PFS at 6 months was 78.87% in TMZ group and 55.88% in Me-CCNU group (P < 0.05). Overall survival rates at the end of follow-up period were 96.89% in TMZ group and 97.30% in Me-CCNU group (P > 0.05). The objective response rate of TMZ and Me-CCNU groups were complete response (CR) (19.44% vs 6.38%), partial response (PR) (26.39% vs 14.89%), stable disease (SD) (26.39% vs 34.03%) and progressive disease (PD) (27.78% vs 44.68%, P < 0.01). Adverse events rates of TMZ and Me-CCNU were 29.11% and 45.15% respectively (P < 0.05).
The efficacy of TMZ for patients with recurrent GBM or AA is better than that of Me-CCNU. And TMZ has an acceptable safety profile and its adverse events are mostly mild.
评估替莫唑胺(TMZ)与司莫司汀(Me-CCNU)治疗复发性多形性胶质母细胞瘤(GBM)或间变性星形细胞瘤(AA)的疗效和安全性。
151例复发性GBM或AA患者纳入这项随机、多中心、开放标签研究。144例患者(意向性治疗(ITT)人群)随机分为两组。TMZ在化疗前按200或150mg×m⁻²d⁻¹口服5天,每28天重复一次。Me-CCNU按150mg×m⁻²×d⁻¹口服一次,每28天重复一次。治疗期为2至6个月,随访期为6个月。治疗后2、3和6个月进行钆喷酸葡胺磁共振成像(GD-MRI)或增强计算机断层扫描以评估基于影像学的进展情况。评估无进展生存期(PFS)、随访期末的总生存率和不良事件发生率。

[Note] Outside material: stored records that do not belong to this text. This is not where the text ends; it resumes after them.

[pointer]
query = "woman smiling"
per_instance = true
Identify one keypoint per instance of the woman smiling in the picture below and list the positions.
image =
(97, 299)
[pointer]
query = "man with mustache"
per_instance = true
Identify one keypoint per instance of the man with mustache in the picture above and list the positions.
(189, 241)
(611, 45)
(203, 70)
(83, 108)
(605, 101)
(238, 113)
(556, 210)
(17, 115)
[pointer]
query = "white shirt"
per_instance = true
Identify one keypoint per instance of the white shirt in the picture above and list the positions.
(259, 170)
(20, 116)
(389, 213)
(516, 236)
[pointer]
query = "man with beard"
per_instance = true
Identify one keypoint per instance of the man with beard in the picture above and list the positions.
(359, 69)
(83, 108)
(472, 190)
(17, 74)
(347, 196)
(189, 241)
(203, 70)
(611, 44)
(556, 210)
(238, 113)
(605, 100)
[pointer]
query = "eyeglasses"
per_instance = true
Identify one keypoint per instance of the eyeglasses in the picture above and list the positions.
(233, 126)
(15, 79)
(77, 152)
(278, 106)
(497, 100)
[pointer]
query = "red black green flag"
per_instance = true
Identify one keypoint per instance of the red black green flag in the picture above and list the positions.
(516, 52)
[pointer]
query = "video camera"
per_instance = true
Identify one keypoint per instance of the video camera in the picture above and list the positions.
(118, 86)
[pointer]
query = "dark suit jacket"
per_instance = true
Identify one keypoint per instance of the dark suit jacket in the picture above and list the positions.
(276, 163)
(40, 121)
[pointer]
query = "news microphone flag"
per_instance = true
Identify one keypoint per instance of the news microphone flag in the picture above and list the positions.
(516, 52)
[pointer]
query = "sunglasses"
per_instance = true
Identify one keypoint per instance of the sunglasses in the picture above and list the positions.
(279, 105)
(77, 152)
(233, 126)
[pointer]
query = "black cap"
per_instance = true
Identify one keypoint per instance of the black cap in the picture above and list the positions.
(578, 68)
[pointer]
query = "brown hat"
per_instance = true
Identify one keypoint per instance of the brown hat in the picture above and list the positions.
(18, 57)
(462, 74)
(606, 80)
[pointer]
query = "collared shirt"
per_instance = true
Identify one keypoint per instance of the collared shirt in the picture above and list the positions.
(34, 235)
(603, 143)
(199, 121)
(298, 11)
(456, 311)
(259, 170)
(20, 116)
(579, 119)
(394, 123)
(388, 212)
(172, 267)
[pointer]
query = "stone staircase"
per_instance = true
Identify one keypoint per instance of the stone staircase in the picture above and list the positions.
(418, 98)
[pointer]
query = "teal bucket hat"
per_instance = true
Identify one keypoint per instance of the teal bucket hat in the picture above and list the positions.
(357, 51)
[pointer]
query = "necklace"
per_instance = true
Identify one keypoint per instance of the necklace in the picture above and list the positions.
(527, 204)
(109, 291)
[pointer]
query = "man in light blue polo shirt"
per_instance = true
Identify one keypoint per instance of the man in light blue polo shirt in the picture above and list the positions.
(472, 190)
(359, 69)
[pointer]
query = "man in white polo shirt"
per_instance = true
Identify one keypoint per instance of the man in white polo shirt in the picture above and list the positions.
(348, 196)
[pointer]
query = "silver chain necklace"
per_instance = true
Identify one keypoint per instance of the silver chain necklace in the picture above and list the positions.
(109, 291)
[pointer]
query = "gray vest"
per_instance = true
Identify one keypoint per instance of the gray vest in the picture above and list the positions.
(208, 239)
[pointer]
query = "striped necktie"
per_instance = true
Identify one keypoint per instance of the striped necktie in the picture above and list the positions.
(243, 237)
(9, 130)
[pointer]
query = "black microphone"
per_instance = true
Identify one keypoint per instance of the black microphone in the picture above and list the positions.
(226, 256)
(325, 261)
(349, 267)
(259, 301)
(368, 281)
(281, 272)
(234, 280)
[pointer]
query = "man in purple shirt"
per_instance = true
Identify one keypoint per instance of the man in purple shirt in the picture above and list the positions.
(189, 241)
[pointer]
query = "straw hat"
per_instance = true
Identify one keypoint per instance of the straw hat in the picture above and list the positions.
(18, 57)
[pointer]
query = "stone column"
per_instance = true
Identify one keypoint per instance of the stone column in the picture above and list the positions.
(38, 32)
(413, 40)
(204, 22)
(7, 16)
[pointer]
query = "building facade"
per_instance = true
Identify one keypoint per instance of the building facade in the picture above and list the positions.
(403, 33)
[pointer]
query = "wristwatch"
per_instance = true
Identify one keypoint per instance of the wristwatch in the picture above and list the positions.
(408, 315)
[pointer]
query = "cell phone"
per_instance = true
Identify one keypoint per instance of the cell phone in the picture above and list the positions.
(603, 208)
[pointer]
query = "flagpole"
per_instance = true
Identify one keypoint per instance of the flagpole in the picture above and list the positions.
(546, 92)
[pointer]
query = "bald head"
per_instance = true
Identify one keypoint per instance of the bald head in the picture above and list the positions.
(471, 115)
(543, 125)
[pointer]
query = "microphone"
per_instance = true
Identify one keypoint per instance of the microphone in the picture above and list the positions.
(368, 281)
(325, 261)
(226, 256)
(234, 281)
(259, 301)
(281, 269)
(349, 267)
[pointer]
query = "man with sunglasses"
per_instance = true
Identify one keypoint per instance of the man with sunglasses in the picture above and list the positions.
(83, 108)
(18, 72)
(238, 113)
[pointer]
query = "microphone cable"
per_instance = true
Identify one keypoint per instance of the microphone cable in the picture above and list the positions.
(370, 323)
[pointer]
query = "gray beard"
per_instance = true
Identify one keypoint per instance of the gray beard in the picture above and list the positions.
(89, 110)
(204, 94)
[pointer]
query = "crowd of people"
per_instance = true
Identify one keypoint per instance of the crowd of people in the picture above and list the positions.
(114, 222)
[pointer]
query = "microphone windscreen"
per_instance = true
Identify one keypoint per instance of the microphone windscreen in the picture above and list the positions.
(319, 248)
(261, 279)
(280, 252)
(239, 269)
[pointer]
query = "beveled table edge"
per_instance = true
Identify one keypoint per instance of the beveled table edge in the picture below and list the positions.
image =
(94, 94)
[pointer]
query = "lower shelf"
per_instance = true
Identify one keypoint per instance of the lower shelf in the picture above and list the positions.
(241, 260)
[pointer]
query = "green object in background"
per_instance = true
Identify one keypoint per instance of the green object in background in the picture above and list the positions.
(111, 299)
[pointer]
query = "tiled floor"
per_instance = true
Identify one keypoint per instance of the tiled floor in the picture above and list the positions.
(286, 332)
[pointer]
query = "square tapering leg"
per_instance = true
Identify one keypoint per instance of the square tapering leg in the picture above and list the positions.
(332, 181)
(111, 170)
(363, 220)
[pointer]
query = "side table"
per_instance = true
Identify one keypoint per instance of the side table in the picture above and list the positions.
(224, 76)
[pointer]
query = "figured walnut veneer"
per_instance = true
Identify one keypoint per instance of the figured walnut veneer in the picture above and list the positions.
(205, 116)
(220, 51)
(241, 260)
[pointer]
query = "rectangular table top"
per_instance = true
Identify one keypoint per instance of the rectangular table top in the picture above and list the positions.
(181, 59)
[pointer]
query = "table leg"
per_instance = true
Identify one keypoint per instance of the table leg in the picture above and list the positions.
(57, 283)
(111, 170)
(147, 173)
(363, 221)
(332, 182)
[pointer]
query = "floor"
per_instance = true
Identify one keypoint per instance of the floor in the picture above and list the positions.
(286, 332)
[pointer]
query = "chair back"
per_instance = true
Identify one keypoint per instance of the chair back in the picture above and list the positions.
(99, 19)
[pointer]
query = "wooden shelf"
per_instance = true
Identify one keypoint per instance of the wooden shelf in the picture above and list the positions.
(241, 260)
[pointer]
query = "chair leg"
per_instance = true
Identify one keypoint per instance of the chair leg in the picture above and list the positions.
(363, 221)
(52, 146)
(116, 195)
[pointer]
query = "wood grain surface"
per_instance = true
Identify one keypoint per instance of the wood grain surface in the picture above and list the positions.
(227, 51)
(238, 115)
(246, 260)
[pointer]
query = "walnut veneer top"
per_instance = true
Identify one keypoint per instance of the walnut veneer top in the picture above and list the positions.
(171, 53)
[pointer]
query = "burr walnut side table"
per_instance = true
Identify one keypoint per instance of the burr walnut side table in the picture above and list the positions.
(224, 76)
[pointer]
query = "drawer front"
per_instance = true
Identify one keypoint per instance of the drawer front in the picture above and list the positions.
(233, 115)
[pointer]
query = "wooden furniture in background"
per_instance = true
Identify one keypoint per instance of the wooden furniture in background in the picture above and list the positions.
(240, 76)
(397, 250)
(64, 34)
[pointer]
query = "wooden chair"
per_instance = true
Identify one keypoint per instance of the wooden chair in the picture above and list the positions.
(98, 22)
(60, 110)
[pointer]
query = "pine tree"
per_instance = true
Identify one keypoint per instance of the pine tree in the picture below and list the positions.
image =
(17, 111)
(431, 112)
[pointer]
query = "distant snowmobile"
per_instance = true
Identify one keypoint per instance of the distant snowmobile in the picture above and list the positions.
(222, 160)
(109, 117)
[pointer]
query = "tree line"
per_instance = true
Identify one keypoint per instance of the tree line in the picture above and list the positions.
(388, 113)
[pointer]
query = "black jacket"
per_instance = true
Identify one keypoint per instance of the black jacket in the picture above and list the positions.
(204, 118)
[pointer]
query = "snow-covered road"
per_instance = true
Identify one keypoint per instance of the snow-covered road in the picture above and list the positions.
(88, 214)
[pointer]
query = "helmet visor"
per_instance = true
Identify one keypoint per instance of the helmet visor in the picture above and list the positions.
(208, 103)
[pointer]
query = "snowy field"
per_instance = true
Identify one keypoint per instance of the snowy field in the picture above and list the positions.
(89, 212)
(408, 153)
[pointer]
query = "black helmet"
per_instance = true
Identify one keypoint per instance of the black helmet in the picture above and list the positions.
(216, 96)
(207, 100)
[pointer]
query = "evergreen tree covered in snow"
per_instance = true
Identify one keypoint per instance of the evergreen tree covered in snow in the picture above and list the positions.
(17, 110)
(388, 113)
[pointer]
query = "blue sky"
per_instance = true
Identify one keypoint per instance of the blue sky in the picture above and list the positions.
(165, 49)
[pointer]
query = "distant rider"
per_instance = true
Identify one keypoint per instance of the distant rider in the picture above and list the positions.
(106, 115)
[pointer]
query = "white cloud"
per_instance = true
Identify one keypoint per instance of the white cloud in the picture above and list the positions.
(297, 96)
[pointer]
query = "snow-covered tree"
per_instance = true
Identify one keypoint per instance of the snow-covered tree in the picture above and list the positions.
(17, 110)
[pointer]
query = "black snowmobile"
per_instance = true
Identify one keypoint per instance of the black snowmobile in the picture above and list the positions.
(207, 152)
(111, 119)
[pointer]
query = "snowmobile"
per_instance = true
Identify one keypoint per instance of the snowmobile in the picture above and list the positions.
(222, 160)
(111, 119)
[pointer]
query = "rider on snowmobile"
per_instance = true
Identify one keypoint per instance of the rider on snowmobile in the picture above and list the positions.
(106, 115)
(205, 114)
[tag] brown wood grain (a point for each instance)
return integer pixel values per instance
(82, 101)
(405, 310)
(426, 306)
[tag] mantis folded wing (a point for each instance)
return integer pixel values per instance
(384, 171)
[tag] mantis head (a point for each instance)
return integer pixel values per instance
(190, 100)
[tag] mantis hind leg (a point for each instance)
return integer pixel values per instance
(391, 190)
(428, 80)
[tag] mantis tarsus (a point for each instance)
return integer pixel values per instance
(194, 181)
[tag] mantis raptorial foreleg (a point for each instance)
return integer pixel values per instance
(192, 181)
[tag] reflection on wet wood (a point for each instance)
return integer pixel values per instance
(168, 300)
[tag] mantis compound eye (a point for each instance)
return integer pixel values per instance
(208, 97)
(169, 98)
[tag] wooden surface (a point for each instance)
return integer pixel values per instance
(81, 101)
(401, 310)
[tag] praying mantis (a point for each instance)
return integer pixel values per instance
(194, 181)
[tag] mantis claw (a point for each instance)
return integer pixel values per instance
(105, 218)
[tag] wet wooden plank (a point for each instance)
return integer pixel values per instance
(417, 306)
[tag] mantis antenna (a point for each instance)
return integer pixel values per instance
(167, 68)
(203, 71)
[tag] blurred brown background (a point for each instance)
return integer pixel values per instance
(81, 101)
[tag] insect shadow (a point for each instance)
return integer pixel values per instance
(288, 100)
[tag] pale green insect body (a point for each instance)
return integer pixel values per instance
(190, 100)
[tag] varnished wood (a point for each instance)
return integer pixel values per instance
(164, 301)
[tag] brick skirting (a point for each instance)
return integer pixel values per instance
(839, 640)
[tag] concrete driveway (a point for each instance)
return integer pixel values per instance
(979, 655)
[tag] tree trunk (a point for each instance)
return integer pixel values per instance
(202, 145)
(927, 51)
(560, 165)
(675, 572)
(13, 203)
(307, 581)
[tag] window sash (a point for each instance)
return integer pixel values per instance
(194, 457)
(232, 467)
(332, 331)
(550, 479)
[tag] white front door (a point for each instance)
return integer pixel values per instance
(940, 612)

TMZ组6个月时的PFS为78.87%,Me-CCNU组为55.88%(P<0.05)。随访期末的总生存率TMZ组为96.89%,Me-CCNU组为97.30%(P>0.05)。TMZ组和Me-CCNU组的客观缓解率分别为完全缓解(CR)(19.44%对6.38%)、部分缓解(PR)(26.39%对14.89%)、疾病稳定(SD)(26.39%对34.03%)和疾病进展(PD)(27.78%对44.68%,P<0.01)。TMZ和Me-CCNU的不良事件发生率分别为29.11%和45.15%(P<0.05)。
TMZ治疗复发性GBM或AA患者的疗效优于Me-CCNU。且TMZ具有可接受的安全性,其不良事件大多为轻度。